In Minerva, the Court faced a clear example of one of the potential exceptions to the rule of assignor estoppel. The inventor, Csaba Truckai, conceived a device with a moisture-permeable head that could treat abnormal uterine bleeding. He filed a patent application that described that invention and assigned it to a company he formed. After he sold the company (including the patent rights), he founded a second company, Minerva. At Minerva, he developed a device with a moisture-impermeable head that could also treat abnormal uterine bleeding. The successor-in-interest to Truckai’s first company, unhappy with his direct competition, filed a continuation of the original application and pursued claims that would encompass devices regardless of the permeability of the head; those claims issued and the successor sued Minerva on that patent. Minerva argued that those later-added claims lacked support in the written description of the application, but the trial court refused even to consider the argument based on the doctrine of assignor estoppel. Denied the ability to assert invalidity as a defense, Minerva was found to infringe the broader claims. On appeal, the Federal Circuit agreed with this application of the assignor estoppel doctrine.

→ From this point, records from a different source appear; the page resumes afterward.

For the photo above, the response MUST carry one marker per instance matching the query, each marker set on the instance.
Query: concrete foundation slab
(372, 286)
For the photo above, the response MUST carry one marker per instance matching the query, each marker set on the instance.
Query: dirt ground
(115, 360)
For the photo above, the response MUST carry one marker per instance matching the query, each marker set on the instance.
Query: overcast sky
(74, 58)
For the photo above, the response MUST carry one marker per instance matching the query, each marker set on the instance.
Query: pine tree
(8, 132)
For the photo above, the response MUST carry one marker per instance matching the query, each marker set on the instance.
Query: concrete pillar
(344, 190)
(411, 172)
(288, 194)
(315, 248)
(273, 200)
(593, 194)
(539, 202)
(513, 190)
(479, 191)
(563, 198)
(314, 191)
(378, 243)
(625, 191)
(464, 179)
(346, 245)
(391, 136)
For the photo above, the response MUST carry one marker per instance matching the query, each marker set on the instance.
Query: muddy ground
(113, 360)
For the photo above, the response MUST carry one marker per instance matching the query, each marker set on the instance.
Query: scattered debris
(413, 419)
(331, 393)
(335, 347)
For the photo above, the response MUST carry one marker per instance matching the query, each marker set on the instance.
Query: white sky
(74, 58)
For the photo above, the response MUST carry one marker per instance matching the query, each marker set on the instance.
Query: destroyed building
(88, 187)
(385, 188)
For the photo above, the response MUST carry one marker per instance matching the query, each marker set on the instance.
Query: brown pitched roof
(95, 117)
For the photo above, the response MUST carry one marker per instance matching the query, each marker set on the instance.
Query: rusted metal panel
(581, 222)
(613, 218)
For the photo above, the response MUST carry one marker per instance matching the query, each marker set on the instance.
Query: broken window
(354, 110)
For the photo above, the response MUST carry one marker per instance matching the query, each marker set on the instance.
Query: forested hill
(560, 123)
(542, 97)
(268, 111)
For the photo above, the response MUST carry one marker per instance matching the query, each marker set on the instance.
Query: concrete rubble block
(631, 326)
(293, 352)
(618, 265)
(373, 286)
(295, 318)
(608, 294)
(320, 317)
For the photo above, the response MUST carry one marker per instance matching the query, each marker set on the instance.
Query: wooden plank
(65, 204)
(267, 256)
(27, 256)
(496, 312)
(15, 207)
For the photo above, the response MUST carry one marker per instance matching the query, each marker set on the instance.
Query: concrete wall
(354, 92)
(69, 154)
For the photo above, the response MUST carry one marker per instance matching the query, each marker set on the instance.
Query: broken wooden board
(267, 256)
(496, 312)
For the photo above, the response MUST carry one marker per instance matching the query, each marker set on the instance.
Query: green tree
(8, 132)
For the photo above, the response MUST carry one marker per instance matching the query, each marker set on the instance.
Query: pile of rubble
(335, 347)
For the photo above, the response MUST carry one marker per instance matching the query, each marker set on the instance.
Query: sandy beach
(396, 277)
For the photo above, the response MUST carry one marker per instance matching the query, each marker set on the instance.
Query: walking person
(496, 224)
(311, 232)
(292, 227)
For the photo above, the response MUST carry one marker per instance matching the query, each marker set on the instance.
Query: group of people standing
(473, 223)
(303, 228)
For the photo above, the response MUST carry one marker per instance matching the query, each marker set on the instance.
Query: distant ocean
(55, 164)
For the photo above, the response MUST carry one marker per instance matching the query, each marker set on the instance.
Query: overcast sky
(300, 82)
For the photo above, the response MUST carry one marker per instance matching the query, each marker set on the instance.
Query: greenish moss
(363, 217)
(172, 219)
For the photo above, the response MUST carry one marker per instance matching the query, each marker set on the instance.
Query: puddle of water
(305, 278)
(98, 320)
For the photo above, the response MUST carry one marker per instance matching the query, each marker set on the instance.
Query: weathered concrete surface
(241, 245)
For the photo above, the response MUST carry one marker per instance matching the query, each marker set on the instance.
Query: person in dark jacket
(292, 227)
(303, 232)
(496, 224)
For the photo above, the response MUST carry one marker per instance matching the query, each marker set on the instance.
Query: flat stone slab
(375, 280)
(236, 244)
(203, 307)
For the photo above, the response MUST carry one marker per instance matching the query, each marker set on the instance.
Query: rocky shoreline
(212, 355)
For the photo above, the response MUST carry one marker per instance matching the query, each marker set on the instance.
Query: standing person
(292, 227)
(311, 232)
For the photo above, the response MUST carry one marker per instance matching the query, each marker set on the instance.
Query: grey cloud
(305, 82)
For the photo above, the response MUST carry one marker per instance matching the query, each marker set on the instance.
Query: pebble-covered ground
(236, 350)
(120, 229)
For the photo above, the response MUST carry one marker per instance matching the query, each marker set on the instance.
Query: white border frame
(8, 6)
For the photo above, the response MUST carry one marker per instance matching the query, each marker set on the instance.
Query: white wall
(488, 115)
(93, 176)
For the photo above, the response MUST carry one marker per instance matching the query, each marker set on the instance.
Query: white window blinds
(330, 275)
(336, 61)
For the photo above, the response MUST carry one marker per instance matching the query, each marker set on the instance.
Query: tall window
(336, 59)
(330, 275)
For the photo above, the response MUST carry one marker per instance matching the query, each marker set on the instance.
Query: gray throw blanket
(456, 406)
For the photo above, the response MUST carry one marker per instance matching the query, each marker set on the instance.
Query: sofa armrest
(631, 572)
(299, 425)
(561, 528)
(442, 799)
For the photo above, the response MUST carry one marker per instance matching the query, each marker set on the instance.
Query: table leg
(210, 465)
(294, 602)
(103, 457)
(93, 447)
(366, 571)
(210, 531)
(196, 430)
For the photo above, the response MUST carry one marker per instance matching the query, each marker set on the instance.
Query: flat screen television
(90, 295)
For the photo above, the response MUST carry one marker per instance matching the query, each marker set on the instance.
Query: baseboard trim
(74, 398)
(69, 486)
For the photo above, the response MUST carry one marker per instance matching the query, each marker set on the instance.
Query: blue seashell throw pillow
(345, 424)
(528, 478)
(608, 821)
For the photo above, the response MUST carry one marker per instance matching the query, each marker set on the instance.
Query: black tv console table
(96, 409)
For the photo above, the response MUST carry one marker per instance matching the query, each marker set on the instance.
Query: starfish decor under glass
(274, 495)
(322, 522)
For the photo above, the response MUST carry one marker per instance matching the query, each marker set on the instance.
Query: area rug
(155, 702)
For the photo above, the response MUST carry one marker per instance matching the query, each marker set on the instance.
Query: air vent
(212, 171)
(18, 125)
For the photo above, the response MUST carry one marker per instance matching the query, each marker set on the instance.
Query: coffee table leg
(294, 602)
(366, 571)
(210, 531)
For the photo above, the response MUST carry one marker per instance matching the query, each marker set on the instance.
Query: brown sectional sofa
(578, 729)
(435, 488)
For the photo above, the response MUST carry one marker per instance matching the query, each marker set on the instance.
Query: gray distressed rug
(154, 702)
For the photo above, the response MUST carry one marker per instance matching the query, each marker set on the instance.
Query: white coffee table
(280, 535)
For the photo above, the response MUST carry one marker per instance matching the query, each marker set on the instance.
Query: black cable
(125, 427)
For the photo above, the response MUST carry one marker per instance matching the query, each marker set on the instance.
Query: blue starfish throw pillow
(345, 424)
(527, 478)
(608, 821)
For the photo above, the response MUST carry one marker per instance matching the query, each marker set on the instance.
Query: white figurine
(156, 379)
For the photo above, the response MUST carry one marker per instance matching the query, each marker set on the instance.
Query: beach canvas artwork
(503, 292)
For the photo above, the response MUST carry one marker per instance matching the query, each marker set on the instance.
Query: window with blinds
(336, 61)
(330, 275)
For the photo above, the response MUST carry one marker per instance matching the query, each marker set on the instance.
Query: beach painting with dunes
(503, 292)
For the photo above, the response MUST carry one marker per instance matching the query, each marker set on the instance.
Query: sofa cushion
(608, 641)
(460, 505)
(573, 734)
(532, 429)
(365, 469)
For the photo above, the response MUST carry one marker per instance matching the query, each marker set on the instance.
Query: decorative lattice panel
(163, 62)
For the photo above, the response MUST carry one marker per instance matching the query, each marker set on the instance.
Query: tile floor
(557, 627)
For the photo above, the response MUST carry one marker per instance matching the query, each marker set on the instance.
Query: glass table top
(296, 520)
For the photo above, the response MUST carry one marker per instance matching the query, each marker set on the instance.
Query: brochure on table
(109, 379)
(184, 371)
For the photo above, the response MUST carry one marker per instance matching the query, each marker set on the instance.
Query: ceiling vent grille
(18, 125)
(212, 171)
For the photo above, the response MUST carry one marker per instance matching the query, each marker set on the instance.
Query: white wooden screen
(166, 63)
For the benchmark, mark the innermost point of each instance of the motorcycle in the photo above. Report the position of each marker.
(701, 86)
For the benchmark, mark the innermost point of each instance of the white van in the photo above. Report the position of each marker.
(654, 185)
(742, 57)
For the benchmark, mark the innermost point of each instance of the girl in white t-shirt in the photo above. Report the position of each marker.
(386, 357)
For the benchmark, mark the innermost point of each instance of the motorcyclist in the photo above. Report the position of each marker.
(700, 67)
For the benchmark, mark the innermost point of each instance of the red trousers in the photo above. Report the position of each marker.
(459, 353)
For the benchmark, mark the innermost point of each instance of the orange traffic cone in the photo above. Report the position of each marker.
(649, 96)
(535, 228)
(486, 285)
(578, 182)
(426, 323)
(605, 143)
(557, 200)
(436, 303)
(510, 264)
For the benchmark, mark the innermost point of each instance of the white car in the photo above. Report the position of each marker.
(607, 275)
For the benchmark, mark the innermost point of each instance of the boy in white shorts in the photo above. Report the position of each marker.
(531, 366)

The Supreme Court majority, citing and discussing some of the precedent that established the doctrine of assignor estoppel, found that the doctrine was well established (both before and after the 1952 Patent Act) and that its application should be addressed as a matter of fairness. If a party sells patent rights based on a representation that the claims are valid, it would be unfair to allow that assignor to come into court and argue that the claims are invalid. And even if that representation is not explicit in the contract, the assertion of validity of the assigned patent may be implied because the inventors have represented to the Patent and Trademark Office in an oath and declaration that the application disclosed and claimed their invention. Thus, the patent assignor – who would often be best positioned to compete with the assignee because of experience in the field – should in fairness not be able to raise invalidity as a defense to a patent infringement claim. But, it would similarly be unfair to assignors that had not made such a representation of validity of the claims asserted against them to be precluded from challenging validity. An example that resonated with the majority was the case of an employee who prospectively assigns all inventions made in the workplace as part of an employment agreement; the employee could scarcely be held accountable regarding claims for a later-developed invention, let alone the validity of any patent claims based on that subsequent invention. It would also be the case when a patent application is assigned and the claims are later broadened to cover a scope not initially within the claims at the time of the assignment.
Here, because prior Federal Circuit precedent called for the blanket application of assignor estoppel, there was no record of whether application of the doctrine would be fair. The Court therefore remanded the matter for further consideration on this point.
Two groups of Justices dissented from the decision; Justice Barrett wrote for three Justices (herself and Justices Thomas and Gorsuch), while Justice Alito wrote for himself alone.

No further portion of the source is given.